Perform the following steps to complete the exercise:

  1. First, generate 16 random numbers drawn from a binomial distribution with parameter size equals 100 and the probability of success equals 0.4:

    r_numbers <- rbinom(n = 16, size = 100, prob = 0.4)

  2. Now, select 16 alphabets from English LETTERS without repetition:

    #sample() will generate 16 random letters from the English alphabet without repetition

    r_characters <- sample(LETTERS, size = 16, replace = FALSE)

  3. Put r_numbers and r_characters into a single list. The list() function will create the data structure list with r_numbers and r_characters:

    list(r_numbers, r_characters)

    The output is as follows:

    ## [[1]]

    ## [1] 48 53 38 31 44 43 36 47 43 38 43 41 45 40 44 50

    ##

    ## [[2]]

    ## [1] "V" "C" "N" "Z" "E" "L" "A" "Y" "U" "F" "H" "D" "O" "K" "T" "X"

    In the following step, we will see a list with the integer and character vectors stored together.

  4. Now, let's store and retrieve integer and character vectors from a list:

    r_list <- list(r_numbers, r_characters)

  5. Next, retrieve values in the character vector using the following command:

    r_list[[2]]

    The output is as follows:

    ## [1] "V" "C" "N" "Z" "E" "L" "A" "Y" "U" "F" "H" "D" "O" "K" "T" "X"

  6. Finally, retrieve the first value in the character vector:

    (r_list[[2]])[1]

    The output is as follows:

    ## [1] "V"

    Though this solves the requirement of storing heterogeneous data types together, its still doesn't put any integrity checks on the relationship between the values in the two vectors. If we would like to assign every letter to one integer. In the previous output, V represents 48, C represents 53, and so on.

    A list is not robust to handle such one-to-one mapping. Consider the following code, instead of 16 characters, if we generate 18 random characters, and it still allows for storing it in a list. The last two characters have no associated mapping with the integer now.

  7. Now, generate 16 random numbers drawn from a binomial distribution with parameter size equal to 100 and probability of success equal to 0.4:

    r_numbers <- rbinom(n = 16, size = 100, prob = 0.4)

  8. Select any 18 alphabets from English LETTERS without repetition:

    r_characters <- sample(LETTERS, 18, FALSE)

  9. Place r_numbers and r_characters into a single list:

    list(r_numbers, r_characters)

    The output is as follows:

    ## [[1]]

    ## [1] 48 53 38 31 44 43 36 47 43 38 43 41 45 40 44 50

    ##

    ## [[2]]

    ## [1] "V" "C" "N" "Z" "E" "L" "A" "Y" "U" "F" "H" "D" "O" "K" "T" "X" "P" "Q"

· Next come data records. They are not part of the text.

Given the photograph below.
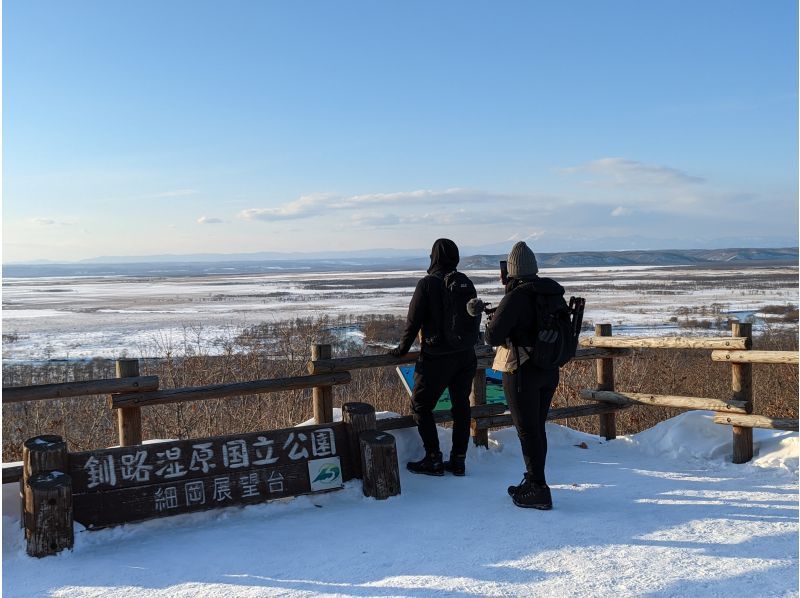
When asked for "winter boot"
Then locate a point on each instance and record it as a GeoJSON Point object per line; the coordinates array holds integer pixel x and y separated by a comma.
{"type": "Point", "coordinates": [530, 495]}
{"type": "Point", "coordinates": [431, 464]}
{"type": "Point", "coordinates": [455, 464]}
{"type": "Point", "coordinates": [512, 490]}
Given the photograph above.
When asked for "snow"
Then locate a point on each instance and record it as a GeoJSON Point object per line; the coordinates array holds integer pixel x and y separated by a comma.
{"type": "Point", "coordinates": [85, 317]}
{"type": "Point", "coordinates": [661, 513]}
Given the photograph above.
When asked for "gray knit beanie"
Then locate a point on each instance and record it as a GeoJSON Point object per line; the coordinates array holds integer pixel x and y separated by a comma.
{"type": "Point", "coordinates": [521, 261]}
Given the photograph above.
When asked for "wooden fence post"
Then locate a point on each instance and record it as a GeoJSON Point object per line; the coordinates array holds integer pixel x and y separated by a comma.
{"type": "Point", "coordinates": [605, 381]}
{"type": "Point", "coordinates": [322, 395]}
{"type": "Point", "coordinates": [47, 512]}
{"type": "Point", "coordinates": [129, 419]}
{"type": "Point", "coordinates": [478, 397]}
{"type": "Point", "coordinates": [742, 387]}
{"type": "Point", "coordinates": [357, 417]}
{"type": "Point", "coordinates": [379, 464]}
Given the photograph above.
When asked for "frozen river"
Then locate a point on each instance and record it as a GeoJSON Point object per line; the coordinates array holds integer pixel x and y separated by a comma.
{"type": "Point", "coordinates": [82, 317]}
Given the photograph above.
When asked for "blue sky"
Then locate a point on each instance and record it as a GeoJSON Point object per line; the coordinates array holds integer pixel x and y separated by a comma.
{"type": "Point", "coordinates": [139, 128]}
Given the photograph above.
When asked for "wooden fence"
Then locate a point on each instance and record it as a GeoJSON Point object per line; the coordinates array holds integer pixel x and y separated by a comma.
{"type": "Point", "coordinates": [130, 392]}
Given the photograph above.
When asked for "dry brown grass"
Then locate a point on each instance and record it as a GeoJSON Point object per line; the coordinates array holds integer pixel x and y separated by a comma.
{"type": "Point", "coordinates": [283, 349]}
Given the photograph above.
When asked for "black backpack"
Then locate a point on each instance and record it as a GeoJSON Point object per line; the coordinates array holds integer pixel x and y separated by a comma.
{"type": "Point", "coordinates": [558, 326]}
{"type": "Point", "coordinates": [459, 329]}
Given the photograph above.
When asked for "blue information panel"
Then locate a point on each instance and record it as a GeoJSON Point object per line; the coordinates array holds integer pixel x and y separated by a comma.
{"type": "Point", "coordinates": [494, 387]}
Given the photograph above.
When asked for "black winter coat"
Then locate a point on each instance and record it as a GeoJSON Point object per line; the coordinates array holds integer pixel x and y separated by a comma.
{"type": "Point", "coordinates": [426, 310]}
{"type": "Point", "coordinates": [515, 317]}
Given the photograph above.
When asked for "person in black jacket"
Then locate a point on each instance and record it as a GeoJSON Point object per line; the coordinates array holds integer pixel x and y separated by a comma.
{"type": "Point", "coordinates": [529, 389]}
{"type": "Point", "coordinates": [439, 366]}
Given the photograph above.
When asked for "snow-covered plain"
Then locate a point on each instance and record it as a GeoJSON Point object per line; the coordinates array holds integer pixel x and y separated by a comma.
{"type": "Point", "coordinates": [84, 317]}
{"type": "Point", "coordinates": [661, 513]}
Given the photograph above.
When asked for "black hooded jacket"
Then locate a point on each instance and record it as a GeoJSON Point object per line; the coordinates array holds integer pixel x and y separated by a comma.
{"type": "Point", "coordinates": [425, 311]}
{"type": "Point", "coordinates": [515, 318]}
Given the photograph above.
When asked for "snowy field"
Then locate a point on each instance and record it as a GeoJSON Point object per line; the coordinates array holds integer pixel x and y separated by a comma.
{"type": "Point", "coordinates": [83, 317]}
{"type": "Point", "coordinates": [661, 513]}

Activity 2: Create a List of Two Matrices and Access the Values

In this activity, you will create two matrices and retrieve a few values using the index of the matrix. You will also perform operations such as multiplication and subtraction.

Perform the following steps to complete the activity:

  1. Create two matrices of size 10 x 4 and 4 x 5 by randomly generated numbers from a binomial distribution (use rbinom method). Call the matrix mat_A and mat_B, respectively.
  2. Now, store the two matrices in a list.
  3. Using the list, access the row 4 and column 2 of mat_A and store it in variable A, and access row 2 and column 1 of mat_B and store it in variable B.
  4. Multiply the A and B matrices and subtract from row 2 and column 1 of mat_A.

    Note

    The solution for this activity can be found at page 440.